Molecular aspects of Angelman Syndrome: Defining the new path forward.

As a rare neuro-genetic disease, Angelman syndrome (AS) affects about 15 to 500 thousand people worldwide. The AS is an imprinting genomic disease characterized by the loss of function of the maternal UBE3A gene, located in the 15q11-q13. This gene encodes a ~100 kDa protein, the Ubiquitin-protein ligase E3A (UBE3A), that participates in the ubiquitination process, one of the post-translational protein modifications. In the brain, under normal conditions, the paternal allele of the UBE3A gene is silenced, with only the maternal allele being active. However, in individuals with AS, the maternal loss of function of this gene leads to the complete absence of UBE3A expression, resulting in multiple pathological features.
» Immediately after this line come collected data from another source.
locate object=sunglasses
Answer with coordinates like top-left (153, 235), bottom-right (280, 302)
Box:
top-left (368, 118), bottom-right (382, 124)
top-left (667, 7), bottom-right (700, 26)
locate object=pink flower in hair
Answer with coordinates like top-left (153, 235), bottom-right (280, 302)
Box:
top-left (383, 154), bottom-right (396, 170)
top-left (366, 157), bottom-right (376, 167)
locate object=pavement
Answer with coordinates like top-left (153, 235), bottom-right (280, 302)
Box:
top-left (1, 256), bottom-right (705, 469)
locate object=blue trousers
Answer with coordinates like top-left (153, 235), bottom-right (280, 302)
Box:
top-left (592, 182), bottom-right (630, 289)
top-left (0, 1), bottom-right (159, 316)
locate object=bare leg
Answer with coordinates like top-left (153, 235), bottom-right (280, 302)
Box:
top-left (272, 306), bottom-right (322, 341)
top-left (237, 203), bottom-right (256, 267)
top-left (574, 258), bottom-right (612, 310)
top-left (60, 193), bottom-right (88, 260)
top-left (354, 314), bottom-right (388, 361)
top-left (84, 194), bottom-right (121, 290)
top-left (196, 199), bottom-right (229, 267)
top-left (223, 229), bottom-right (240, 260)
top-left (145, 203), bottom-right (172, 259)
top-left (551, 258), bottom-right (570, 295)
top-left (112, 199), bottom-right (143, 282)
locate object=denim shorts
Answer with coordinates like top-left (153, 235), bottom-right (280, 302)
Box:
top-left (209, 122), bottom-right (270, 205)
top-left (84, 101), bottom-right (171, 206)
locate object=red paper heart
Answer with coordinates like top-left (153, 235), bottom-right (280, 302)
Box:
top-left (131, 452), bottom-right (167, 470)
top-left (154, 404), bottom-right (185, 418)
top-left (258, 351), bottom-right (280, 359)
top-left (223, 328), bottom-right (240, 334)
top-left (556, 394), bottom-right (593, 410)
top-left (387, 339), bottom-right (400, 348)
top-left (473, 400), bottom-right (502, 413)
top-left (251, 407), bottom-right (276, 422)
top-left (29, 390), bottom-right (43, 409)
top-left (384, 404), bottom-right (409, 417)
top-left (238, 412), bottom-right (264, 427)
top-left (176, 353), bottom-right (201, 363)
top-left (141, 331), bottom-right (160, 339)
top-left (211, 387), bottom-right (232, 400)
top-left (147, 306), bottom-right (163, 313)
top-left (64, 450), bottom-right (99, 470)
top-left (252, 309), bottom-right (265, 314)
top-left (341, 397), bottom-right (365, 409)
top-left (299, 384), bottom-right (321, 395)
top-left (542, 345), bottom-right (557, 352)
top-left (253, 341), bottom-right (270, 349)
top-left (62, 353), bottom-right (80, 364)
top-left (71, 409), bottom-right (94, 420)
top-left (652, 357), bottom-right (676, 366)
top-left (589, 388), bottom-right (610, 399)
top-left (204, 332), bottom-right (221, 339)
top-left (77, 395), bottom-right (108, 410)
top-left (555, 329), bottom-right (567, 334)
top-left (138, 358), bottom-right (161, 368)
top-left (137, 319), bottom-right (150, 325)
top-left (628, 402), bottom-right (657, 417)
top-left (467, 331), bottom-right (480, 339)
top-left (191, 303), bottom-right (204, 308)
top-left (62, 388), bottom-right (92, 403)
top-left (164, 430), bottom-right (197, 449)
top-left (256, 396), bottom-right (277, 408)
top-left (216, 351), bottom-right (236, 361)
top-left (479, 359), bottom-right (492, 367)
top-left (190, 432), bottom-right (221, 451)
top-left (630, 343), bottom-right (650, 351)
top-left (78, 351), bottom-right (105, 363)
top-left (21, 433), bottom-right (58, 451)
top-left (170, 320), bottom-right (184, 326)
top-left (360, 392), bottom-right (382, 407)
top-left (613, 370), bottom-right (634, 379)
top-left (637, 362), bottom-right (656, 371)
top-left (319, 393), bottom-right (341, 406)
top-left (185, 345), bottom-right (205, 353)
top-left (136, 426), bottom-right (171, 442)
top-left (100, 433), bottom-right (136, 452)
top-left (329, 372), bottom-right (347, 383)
Clinically, children diagnosed with AS exhibit a characteristic behavioral phenotype, including a happy demeanor, frequent and unmotivated laughter, movement, speech impairment, severe intellectual disability, and sleep problems. Since its discovery in 1965, significant progress has been made in understanding the genetic and pathophysiological aspects of AS. However, despite these advances, the molecular mechanisms underlying the disease remain incompletely understood, and no effective treatment currently exists. Current therapies focus solely on symptom management, and no approach has yet succeeded in reactivating the silenced paternal UBE3A allele. Therefore, this review highlights the epigenetic aspects involved in the AS in order to provide a better understanding and clarification of the mechanisms, hopefully paving the way for future research to improve the treatment of affected individuals.